Last night, after a birthday brunch for my “baby” girl who turned 3, the kids were settled at the kitchen table happily playing with Play-Dough and Sara’s new toys. Tucked away in my office, I paused at my computer and listened to the sounds of my four children playing and I couldn’t help but smile.
There was no fighting, no whining, no badgering me to let them watch TV, no poopy diaper explosions or meltdowns every 5 seconds. Just little voices lifted up in imaginative play, the intricacy of their games actually quite impressive as I listened in. And in that moment, taking it all in, it hit me that this is the sweet spot of parenting.
This is the moment, however, fleeting, that truly feels like a blissful moment. My children are here, with me, the only place they want to me in the whole world. They aren’t teens texting until their eyes fall off of their face and sear into their phones, they aren’t sighing and darting out of the house without so much as a backwards glance at me, they aren’t flipping the tables and leaving me desperate to be around them, hungry for any scrap of their presence that they’ll throw my way.

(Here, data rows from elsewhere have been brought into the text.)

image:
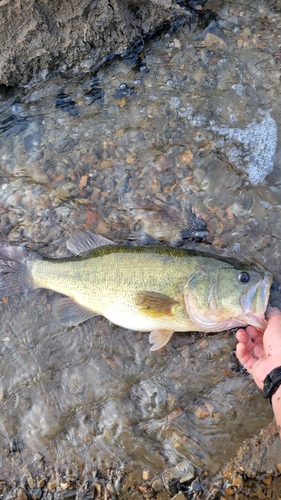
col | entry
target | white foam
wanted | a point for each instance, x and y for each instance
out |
(252, 150)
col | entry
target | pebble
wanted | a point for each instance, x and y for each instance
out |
(157, 484)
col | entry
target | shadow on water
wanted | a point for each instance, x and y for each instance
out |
(184, 148)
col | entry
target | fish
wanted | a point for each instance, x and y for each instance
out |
(157, 289)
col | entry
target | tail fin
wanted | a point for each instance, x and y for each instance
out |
(15, 263)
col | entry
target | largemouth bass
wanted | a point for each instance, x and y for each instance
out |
(155, 289)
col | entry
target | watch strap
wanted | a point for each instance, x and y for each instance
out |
(271, 383)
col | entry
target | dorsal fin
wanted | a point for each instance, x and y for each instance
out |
(82, 241)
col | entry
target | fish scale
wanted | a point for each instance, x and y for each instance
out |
(157, 289)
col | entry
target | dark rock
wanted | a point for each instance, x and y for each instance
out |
(37, 37)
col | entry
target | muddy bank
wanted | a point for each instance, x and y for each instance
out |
(40, 36)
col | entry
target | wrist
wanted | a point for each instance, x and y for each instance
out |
(276, 397)
(272, 383)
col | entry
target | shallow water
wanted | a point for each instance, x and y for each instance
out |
(181, 148)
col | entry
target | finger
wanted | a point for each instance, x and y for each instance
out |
(242, 336)
(271, 312)
(245, 357)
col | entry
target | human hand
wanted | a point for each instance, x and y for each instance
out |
(260, 351)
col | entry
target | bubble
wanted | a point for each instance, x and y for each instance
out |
(252, 149)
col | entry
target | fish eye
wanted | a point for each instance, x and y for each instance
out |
(244, 277)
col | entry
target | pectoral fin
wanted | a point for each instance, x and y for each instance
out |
(155, 304)
(83, 241)
(159, 338)
(69, 313)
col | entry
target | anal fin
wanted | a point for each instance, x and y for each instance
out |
(159, 338)
(69, 313)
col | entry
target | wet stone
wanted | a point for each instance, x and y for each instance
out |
(157, 484)
(36, 493)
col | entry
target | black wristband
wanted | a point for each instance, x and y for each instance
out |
(271, 383)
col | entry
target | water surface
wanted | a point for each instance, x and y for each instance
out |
(182, 148)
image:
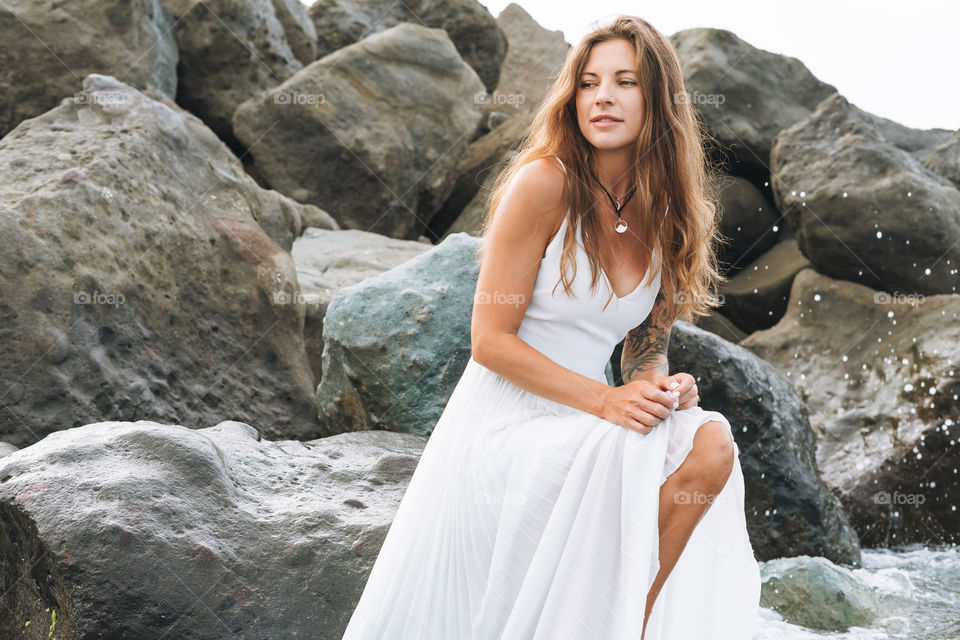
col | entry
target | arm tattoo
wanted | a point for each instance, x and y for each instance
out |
(645, 347)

They are here, in that beautiful middle ground, in the magic of their childhood but far enough past that babyhood stage where I actually have the time to sit in silence and muse over them. (I mean, let’s be real.)
I love my children and I can say in all seriousness that I say a prayer of thanks every single day that they are here, because I know it is a gift beyond measure and I don’t think that lightly. I am filled with awe when I think of what a gift it is to have my four children with me. Sometimes it doesn’t even seem real.

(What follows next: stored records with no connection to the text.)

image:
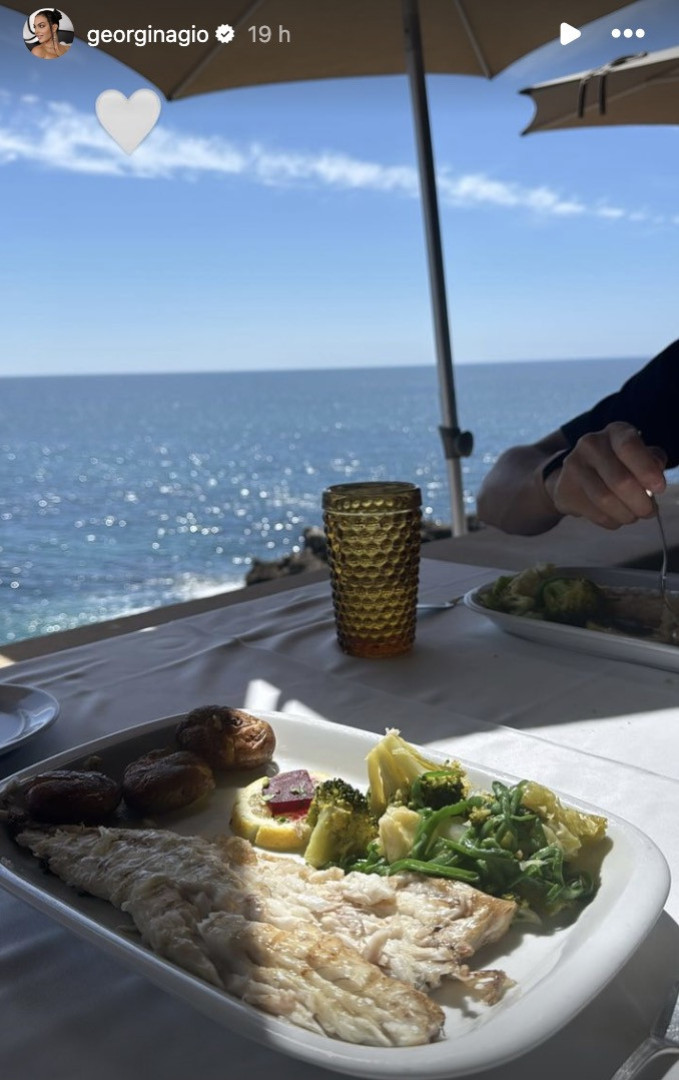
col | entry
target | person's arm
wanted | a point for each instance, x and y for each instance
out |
(513, 496)
(606, 477)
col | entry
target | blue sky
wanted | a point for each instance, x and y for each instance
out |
(281, 226)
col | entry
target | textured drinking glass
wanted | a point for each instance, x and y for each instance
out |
(372, 531)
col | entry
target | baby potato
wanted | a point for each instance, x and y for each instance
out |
(165, 780)
(227, 738)
(70, 796)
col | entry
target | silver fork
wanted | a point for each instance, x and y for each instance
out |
(664, 1039)
(442, 606)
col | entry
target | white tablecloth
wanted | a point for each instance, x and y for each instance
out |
(602, 730)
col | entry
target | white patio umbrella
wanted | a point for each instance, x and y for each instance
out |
(633, 90)
(331, 39)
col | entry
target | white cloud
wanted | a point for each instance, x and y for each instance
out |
(54, 135)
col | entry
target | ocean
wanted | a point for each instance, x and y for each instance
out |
(122, 493)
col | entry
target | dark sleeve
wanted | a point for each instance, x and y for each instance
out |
(649, 400)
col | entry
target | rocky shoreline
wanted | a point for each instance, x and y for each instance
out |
(313, 553)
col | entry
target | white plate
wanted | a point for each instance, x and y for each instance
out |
(596, 643)
(557, 971)
(24, 712)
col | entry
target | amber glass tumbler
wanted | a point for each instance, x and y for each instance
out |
(372, 531)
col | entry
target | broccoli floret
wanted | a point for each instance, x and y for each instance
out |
(572, 601)
(518, 594)
(342, 825)
(393, 765)
(438, 787)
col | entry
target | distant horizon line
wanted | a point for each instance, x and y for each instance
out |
(308, 370)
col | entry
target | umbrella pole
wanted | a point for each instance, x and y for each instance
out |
(457, 443)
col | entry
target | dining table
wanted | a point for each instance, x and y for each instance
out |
(601, 730)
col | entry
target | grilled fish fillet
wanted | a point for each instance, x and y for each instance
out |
(415, 928)
(343, 955)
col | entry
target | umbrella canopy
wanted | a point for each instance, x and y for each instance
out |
(331, 39)
(633, 90)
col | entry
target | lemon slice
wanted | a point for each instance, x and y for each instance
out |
(252, 819)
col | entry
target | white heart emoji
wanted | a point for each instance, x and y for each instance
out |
(127, 120)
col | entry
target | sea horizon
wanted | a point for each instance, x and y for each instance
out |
(165, 487)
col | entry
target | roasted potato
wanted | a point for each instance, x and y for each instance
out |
(227, 738)
(70, 796)
(165, 780)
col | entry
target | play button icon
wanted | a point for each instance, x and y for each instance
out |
(569, 34)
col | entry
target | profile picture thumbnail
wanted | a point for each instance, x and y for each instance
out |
(48, 34)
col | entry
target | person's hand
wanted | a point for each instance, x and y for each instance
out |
(607, 477)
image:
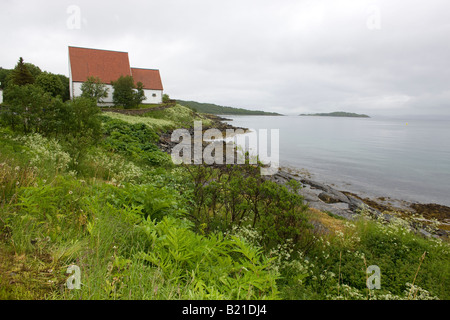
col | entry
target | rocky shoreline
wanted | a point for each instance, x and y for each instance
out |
(421, 217)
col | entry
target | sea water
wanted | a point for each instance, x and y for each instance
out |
(405, 159)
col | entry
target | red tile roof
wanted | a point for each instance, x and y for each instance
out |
(150, 78)
(107, 65)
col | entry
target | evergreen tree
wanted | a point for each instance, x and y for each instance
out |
(21, 75)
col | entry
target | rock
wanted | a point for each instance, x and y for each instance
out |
(347, 214)
(354, 203)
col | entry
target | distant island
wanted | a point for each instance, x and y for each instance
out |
(337, 114)
(221, 110)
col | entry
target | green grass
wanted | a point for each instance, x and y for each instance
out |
(125, 215)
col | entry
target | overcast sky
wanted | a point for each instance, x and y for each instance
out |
(380, 57)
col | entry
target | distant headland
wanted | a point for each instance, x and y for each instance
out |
(336, 114)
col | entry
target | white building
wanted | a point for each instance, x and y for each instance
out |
(110, 66)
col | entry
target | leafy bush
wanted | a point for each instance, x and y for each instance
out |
(50, 83)
(239, 196)
(126, 93)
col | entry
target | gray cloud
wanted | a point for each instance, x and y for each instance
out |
(286, 56)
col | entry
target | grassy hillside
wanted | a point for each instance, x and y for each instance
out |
(216, 109)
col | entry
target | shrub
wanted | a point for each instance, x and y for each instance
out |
(50, 83)
(95, 89)
(126, 93)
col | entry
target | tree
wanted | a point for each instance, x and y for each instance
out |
(26, 107)
(20, 75)
(66, 83)
(4, 77)
(126, 94)
(34, 70)
(50, 83)
(94, 88)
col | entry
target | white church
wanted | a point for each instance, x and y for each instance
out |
(110, 66)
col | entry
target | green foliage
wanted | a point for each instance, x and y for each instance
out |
(126, 93)
(213, 266)
(4, 77)
(166, 98)
(50, 83)
(66, 84)
(239, 196)
(28, 107)
(94, 88)
(20, 75)
(137, 141)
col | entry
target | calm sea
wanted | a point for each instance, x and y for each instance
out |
(376, 157)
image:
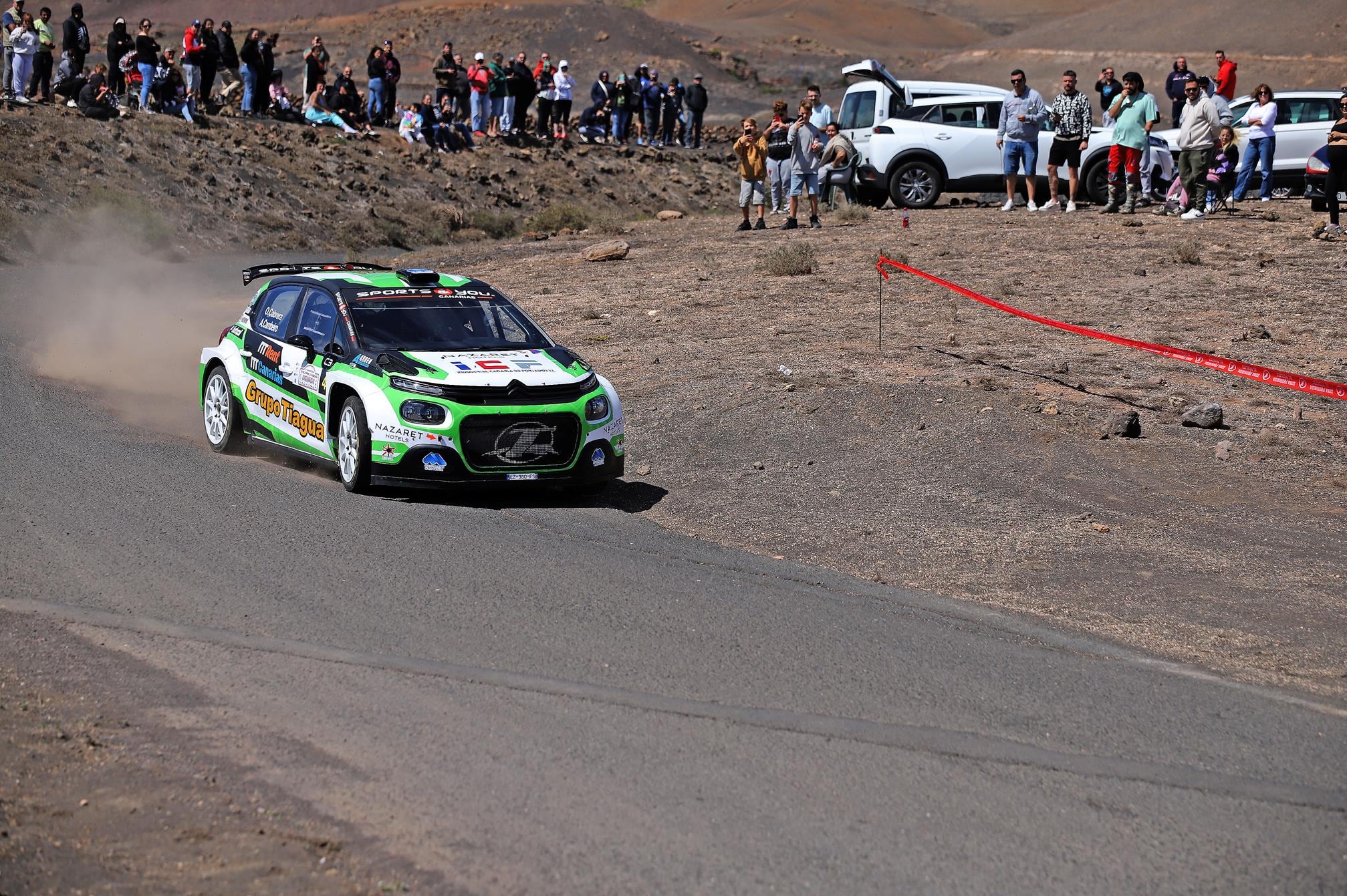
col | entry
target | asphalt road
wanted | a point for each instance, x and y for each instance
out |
(553, 698)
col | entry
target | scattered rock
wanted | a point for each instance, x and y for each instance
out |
(1122, 426)
(606, 251)
(1206, 416)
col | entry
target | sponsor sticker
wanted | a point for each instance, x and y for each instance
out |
(285, 410)
(309, 377)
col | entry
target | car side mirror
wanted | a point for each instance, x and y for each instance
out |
(303, 342)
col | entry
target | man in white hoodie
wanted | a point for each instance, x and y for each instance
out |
(1199, 127)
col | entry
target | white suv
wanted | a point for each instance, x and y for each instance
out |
(1303, 123)
(950, 144)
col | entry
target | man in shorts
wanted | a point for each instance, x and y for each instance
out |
(1017, 136)
(1071, 122)
(806, 151)
(751, 150)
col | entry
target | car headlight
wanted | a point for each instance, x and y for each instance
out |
(596, 408)
(422, 412)
(411, 385)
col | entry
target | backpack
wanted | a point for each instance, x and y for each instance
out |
(779, 144)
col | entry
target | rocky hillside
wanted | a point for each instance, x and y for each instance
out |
(244, 184)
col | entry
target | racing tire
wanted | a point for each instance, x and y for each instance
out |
(872, 196)
(915, 184)
(220, 412)
(352, 447)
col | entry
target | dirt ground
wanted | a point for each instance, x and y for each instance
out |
(966, 458)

But I will be honest and say that these past nine years of getting to this point were definitely not easy. I made a lot of mistakes and if I think too much about it, I could spend a lot of time beating myself up in regret. There was just so much I didn’t know back then and now that I’ve made it through ” trenches” I feel even more grateful. I truly don’t know how I survived those years sometimes and as much as I love babies and toddlers and feel so sad that we have no little chubby being in our lives right now, I also feel this enormous sense of relief that my life will never go back to the way it was before.

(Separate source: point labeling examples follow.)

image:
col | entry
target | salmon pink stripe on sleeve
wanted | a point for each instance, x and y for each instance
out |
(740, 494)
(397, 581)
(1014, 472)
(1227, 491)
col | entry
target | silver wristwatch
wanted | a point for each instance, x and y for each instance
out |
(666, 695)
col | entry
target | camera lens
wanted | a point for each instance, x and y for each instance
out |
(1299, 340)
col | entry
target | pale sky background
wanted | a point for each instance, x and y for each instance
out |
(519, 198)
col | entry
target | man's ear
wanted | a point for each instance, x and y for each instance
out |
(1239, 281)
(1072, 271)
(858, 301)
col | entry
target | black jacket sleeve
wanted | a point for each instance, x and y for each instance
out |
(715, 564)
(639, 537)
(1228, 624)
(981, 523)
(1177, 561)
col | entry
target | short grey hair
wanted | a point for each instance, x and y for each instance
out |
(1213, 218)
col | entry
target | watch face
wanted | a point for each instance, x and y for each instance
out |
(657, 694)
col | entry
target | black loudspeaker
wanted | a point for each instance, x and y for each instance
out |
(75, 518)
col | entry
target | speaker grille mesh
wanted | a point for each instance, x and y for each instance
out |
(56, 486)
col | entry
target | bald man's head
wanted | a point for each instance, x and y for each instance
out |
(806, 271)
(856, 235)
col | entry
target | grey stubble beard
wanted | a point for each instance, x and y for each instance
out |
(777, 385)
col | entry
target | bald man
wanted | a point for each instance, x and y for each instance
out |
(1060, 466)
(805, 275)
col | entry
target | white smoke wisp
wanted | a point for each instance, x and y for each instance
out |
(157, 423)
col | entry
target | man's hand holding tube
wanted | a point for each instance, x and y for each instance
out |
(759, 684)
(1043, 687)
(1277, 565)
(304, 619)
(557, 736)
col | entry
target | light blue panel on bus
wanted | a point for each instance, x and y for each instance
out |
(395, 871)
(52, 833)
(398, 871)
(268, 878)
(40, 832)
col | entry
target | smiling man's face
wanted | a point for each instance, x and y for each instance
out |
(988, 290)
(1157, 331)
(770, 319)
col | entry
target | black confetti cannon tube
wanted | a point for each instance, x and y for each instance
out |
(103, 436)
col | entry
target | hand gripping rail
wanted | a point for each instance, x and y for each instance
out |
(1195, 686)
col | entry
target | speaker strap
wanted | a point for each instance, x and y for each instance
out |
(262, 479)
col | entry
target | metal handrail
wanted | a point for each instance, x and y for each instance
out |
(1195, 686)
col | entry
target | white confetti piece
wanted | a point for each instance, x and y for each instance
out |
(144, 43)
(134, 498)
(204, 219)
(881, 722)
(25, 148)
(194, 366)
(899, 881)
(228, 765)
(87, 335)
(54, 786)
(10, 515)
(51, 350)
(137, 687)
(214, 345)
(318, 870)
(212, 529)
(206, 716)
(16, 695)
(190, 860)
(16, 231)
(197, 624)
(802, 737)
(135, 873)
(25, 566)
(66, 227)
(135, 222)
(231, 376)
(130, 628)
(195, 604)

I’ll never have to work night shift again with babies and a toddler and being pregnant, hoping and praying I would get to at least lay down for an hour that day.
I’ll never be alone trying to deal with four kids six and under who are all vomiting and then feel that tell-tale twist in my own stomach, a sign that I am doomed.
I’ll never feel again totally dread bedtime because it takes 10 hours to get everyone down for the night.
I’ll never again feel that indescribable isolation of life as an at-home parent of very young kids, when it truly feels like that’s all your life will ever be. I honestly was so tired, I couldn’t even think to the other side, so if you’re there, IT GETS BETTER. Seriously.
I don’t think every mom struggles the same way, but for me, the baby and toddler years were so bittersweet. I love, love babies and toddlers and the sweetness of those stages is so magical. But holy crap, they are draining in ways that you may not even understand until you get past them and your life become somewhat normal again and you kind of like shake your head and think “what just happened??” and “how the heck did I make it through that?”
Even if we have another baby (and I so very hope that we are blessed again someday with our rainbow baby!), my life will never look the way it once did. I’ll be the mother of older children too, kids who can crack jokes and push the grocery cart and (gasp) make me coffee in the morning. I feel like instead of it being just me against the world, it will be me leading a team that works together.
And that feels like a beautiful thing.
So if you need me today, I’ll be basking in this sweet spot of parenting, this spot where my children have nothing else in the world to do but play with Play-Dough and build castles out of blocks and pester me to paint outside. All while I get to sit back and sip my coffee, waiting for the next stage of the teen years to kick in and soaking in this very sweet spot while I can.